The Iraqi population is comprised of approximately 75-80% of Arabs, 15-20% of Kurds with Turkoman, Assyrian and others representing 5% of the population.
* CIA Factbook
Religious Demographics
Nearly all Iraq’s people identify as Muslim (99%), according to the Pew Research Center. As of 2010, there were 31,340,000 Muslims in Iraq, out of a population of 31,670,000. This number is expected to grow to 53,220,000 by 2030. In 2010, the Christian population was at 270,000, with an expected growth to 380,000 in 2030. With similar years, the unaffiliated represented 40,000 with an expected growth to 60,000. The Muslim fertility rate is at 4.5, and the median age of Muslims is 18, according to Pew.

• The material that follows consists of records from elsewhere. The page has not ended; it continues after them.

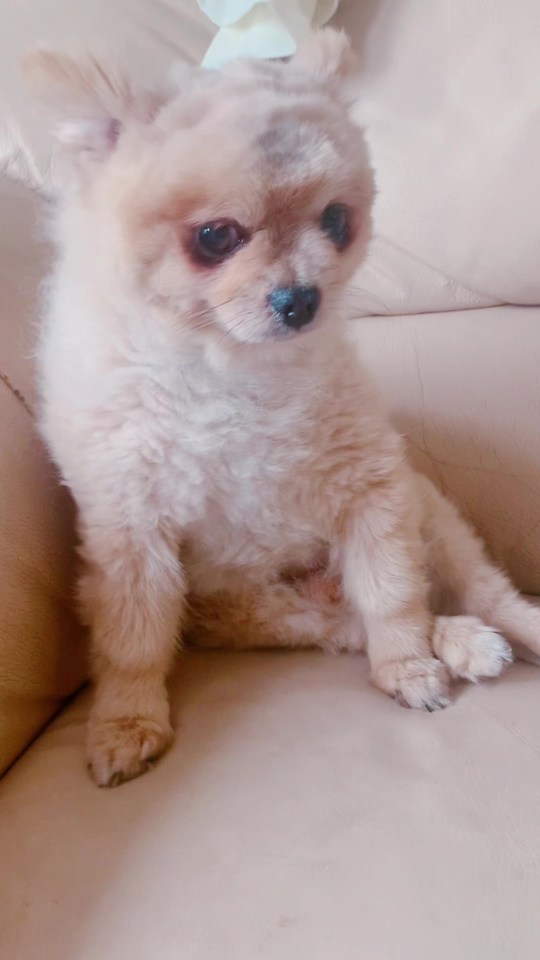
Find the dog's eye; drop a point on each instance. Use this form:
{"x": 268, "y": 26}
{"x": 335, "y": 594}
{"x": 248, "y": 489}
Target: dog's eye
{"x": 336, "y": 222}
{"x": 214, "y": 242}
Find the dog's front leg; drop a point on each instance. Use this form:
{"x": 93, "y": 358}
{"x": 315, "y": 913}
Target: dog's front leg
{"x": 383, "y": 577}
{"x": 132, "y": 594}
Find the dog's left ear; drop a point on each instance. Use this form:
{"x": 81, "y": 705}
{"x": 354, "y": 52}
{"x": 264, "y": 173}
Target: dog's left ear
{"x": 326, "y": 55}
{"x": 89, "y": 102}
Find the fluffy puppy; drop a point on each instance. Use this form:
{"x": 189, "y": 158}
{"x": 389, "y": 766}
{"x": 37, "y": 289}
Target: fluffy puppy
{"x": 235, "y": 474}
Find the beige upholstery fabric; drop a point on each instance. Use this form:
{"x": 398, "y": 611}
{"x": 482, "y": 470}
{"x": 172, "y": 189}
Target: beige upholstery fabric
{"x": 146, "y": 34}
{"x": 41, "y": 649}
{"x": 449, "y": 93}
{"x": 463, "y": 387}
{"x": 300, "y": 814}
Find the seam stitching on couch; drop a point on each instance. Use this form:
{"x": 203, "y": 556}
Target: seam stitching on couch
{"x": 16, "y": 393}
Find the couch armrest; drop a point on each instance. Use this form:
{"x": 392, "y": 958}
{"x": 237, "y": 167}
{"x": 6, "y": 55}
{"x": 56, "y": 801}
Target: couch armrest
{"x": 41, "y": 645}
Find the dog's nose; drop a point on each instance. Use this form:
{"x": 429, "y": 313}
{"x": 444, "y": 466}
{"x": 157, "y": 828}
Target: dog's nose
{"x": 296, "y": 305}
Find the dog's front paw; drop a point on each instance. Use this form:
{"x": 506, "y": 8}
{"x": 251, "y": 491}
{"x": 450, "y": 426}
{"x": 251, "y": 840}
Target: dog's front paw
{"x": 417, "y": 682}
{"x": 469, "y": 648}
{"x": 124, "y": 748}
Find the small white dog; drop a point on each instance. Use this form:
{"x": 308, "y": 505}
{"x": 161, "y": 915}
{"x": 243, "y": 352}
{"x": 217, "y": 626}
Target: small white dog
{"x": 233, "y": 468}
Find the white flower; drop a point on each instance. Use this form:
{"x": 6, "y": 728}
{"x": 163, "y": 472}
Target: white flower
{"x": 269, "y": 29}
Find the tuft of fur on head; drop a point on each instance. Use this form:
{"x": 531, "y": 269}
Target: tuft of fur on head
{"x": 90, "y": 100}
{"x": 327, "y": 56}
{"x": 266, "y": 146}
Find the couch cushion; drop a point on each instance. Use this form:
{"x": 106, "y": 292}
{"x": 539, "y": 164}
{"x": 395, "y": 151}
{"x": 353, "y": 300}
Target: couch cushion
{"x": 450, "y": 95}
{"x": 463, "y": 389}
{"x": 41, "y": 649}
{"x": 299, "y": 814}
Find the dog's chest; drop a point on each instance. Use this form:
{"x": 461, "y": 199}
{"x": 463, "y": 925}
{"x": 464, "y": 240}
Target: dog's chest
{"x": 243, "y": 458}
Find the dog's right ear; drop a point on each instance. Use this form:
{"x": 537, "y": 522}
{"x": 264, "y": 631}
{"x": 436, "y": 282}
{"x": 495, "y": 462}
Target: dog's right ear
{"x": 89, "y": 102}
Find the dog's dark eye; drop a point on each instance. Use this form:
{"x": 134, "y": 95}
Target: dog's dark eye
{"x": 214, "y": 242}
{"x": 336, "y": 222}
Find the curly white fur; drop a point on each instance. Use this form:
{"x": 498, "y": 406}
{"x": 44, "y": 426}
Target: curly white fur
{"x": 230, "y": 477}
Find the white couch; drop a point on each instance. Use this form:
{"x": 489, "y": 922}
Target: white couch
{"x": 299, "y": 813}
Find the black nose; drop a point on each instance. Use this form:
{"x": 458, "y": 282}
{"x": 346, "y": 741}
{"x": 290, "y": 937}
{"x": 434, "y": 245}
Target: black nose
{"x": 296, "y": 305}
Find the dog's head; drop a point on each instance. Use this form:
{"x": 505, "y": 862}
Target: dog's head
{"x": 238, "y": 202}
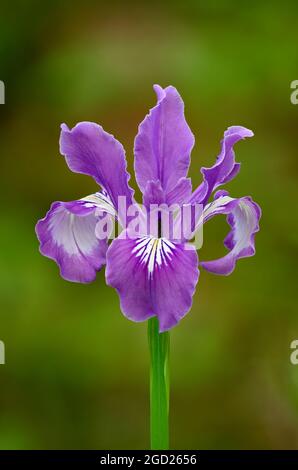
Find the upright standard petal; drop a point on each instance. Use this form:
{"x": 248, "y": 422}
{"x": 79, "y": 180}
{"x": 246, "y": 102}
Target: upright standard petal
{"x": 67, "y": 235}
{"x": 225, "y": 168}
{"x": 243, "y": 216}
{"x": 164, "y": 143}
{"x": 152, "y": 276}
{"x": 88, "y": 149}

Conflict and Violence Related to Religion*
Iraq is in an unprecedented humanitarian crises. Following the brutal rise of the Islamic State (IS) in August 2014, many thousands of persons belonging to Iraq’s ethnic and religious minorities have been murdered, maimed, abducted, tortured, displaced, including forced into marriage or sexual enslavement, and children taken into training camps. Property has been marked and looted while cultural and religious heritages have been destroyed.

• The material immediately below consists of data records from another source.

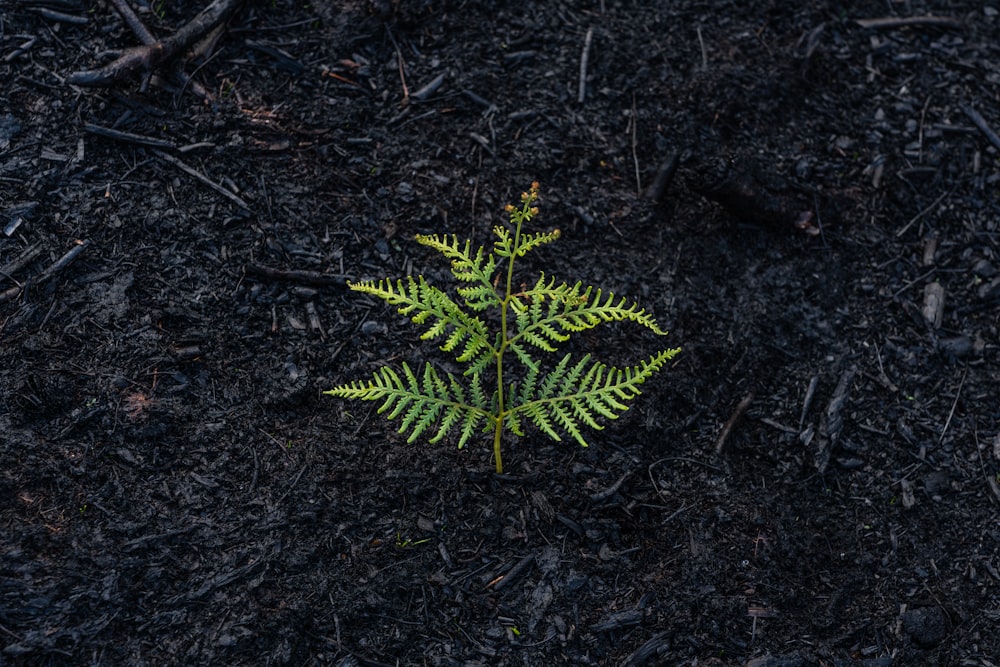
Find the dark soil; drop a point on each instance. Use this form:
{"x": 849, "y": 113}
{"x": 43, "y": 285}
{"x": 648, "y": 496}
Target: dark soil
{"x": 815, "y": 481}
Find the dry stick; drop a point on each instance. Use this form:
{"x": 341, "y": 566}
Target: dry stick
{"x": 64, "y": 261}
{"x": 807, "y": 401}
{"x": 402, "y": 74}
{"x": 635, "y": 144}
{"x": 728, "y": 428}
{"x": 902, "y": 230}
{"x": 54, "y": 268}
{"x": 584, "y": 59}
{"x": 134, "y": 22}
{"x": 990, "y": 481}
{"x": 26, "y": 257}
{"x": 981, "y": 124}
{"x": 664, "y": 176}
{"x": 314, "y": 278}
{"x": 890, "y": 22}
{"x": 954, "y": 404}
{"x": 204, "y": 179}
{"x": 704, "y": 52}
{"x": 149, "y": 56}
{"x": 60, "y": 17}
{"x": 430, "y": 88}
{"x": 611, "y": 490}
{"x": 127, "y": 136}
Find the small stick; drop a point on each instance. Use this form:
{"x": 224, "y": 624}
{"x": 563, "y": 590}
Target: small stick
{"x": 635, "y": 143}
{"x": 902, "y": 230}
{"x": 204, "y": 179}
{"x": 127, "y": 136}
{"x": 134, "y": 22}
{"x": 704, "y": 52}
{"x": 981, "y": 124}
{"x": 954, "y": 404}
{"x": 584, "y": 59}
{"x": 60, "y": 17}
{"x": 611, "y": 490}
{"x": 150, "y": 56}
{"x": 64, "y": 261}
{"x": 889, "y": 22}
{"x": 728, "y": 428}
{"x": 314, "y": 278}
{"x": 402, "y": 74}
{"x": 26, "y": 257}
{"x": 54, "y": 268}
{"x": 430, "y": 88}
{"x": 807, "y": 401}
{"x": 664, "y": 176}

Around 2 million displaced Iraqis and Syrian refugees sought refuge in the Kurdistan Region of Iraq, with little more than the clothes on their backs.

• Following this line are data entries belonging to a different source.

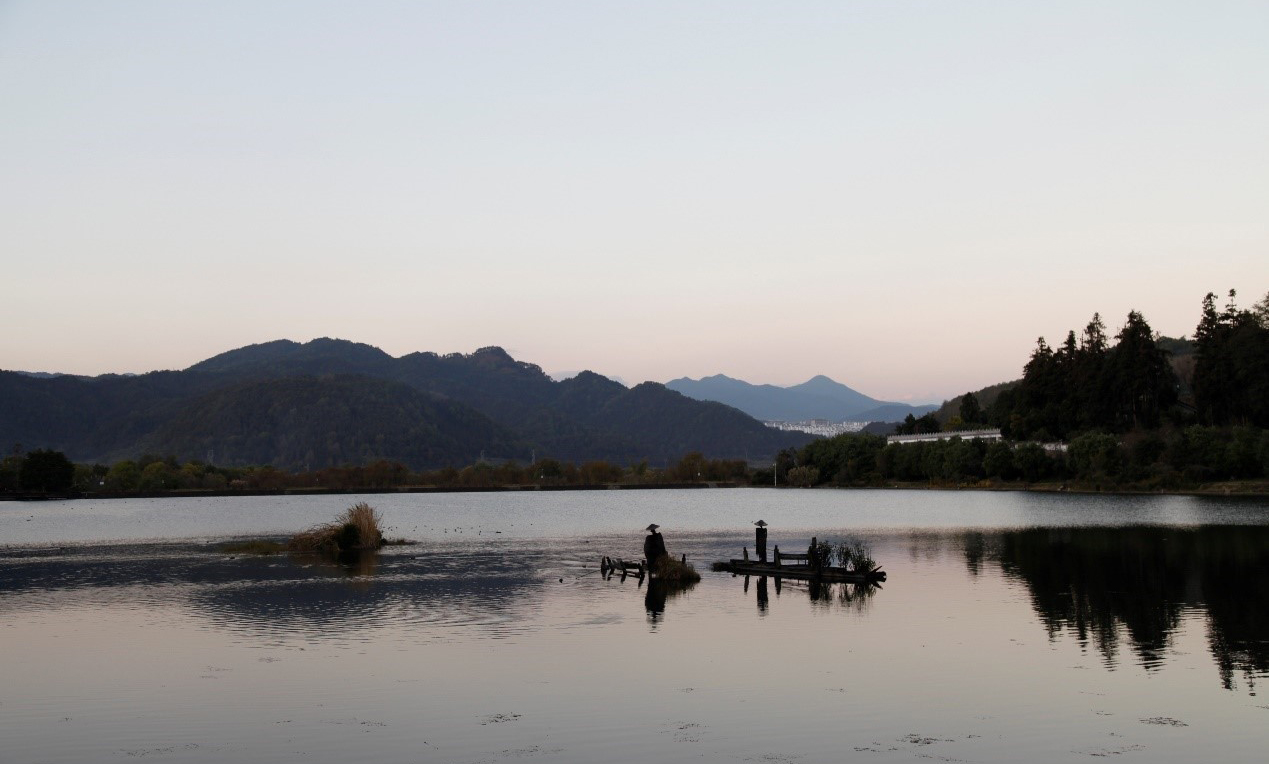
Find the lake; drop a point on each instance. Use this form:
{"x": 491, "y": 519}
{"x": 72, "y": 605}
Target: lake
{"x": 1012, "y": 627}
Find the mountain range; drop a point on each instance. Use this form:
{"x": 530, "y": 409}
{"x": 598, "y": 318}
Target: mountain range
{"x": 819, "y": 397}
{"x": 329, "y": 401}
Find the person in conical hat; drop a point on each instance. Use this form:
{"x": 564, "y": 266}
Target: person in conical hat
{"x": 654, "y": 546}
{"x": 760, "y": 540}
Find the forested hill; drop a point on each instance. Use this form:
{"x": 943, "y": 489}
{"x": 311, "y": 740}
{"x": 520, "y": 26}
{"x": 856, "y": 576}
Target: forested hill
{"x": 330, "y": 402}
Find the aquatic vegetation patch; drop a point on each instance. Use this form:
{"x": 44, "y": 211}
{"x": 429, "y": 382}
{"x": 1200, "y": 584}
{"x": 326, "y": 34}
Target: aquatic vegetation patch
{"x": 855, "y": 555}
{"x": 357, "y": 529}
{"x": 670, "y": 570}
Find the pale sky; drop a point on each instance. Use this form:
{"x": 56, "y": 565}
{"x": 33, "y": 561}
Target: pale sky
{"x": 901, "y": 196}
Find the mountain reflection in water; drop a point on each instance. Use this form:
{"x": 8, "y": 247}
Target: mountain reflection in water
{"x": 1102, "y": 584}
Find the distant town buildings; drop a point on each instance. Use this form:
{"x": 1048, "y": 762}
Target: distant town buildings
{"x": 944, "y": 435}
{"x": 819, "y": 427}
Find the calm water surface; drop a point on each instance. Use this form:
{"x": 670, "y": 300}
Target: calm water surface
{"x": 1013, "y": 627}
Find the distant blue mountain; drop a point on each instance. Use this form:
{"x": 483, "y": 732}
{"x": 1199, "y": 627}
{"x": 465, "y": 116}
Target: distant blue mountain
{"x": 819, "y": 397}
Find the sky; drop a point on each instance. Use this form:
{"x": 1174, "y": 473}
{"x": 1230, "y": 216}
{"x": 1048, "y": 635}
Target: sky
{"x": 901, "y": 196}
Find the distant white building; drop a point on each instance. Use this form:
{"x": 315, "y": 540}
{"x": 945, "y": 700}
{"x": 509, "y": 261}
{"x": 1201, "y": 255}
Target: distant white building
{"x": 819, "y": 427}
{"x": 962, "y": 434}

Both the USA and the European Parliament has declared that IS/Daesh is committing a genocide against Christians and Yazidis, and other religious and ethnic minorities.
Christians, who numbered around 1.3 million in the year 2000, are now estimated to be as low as 250,000 persons only. Most Christians fled to the Christian suburb of Erbil called Ankawa. Here in 2014 they fled only to find themselves living in unfinished buildings with exposed wiring and water leaks, church halls and sanctuaries, gardens and in tents. Now, in 2016 and little hope of returning to their homes in the Nineveh Plains, they live in difficult conditions in internally displaced camps or sharing small apartments with many families.
Over 5000 Yezidi women and girls were captured and sold as sex slaves. Thousands still remain in captivity and are trafficked throughout Iraq, Syria and the Middle East. Those that have managed to escape have suffered unimaginable cruelty and trauma. Prior to June 2014 it was estimated that the Yezidi population was about 700 000, now it has fallen to 500 000, of which most live in displaced camps. They are desperately depending on aid for their survival.
* Taken from “Religious Minorities of Iraq” (Shai Fund)
As shown in the Pew Research chart below, the global median score for social hostilities involving religion is 2.4 on a 10-point scale, where 10 is high. Iraq’s rating is 7.4, meaning it has very high social hostilities involving religion. The global median score for governmental restrictions on religious freedom is 3.1. Iraq has high governmental restrictions on religious freedom with a score of 6.4.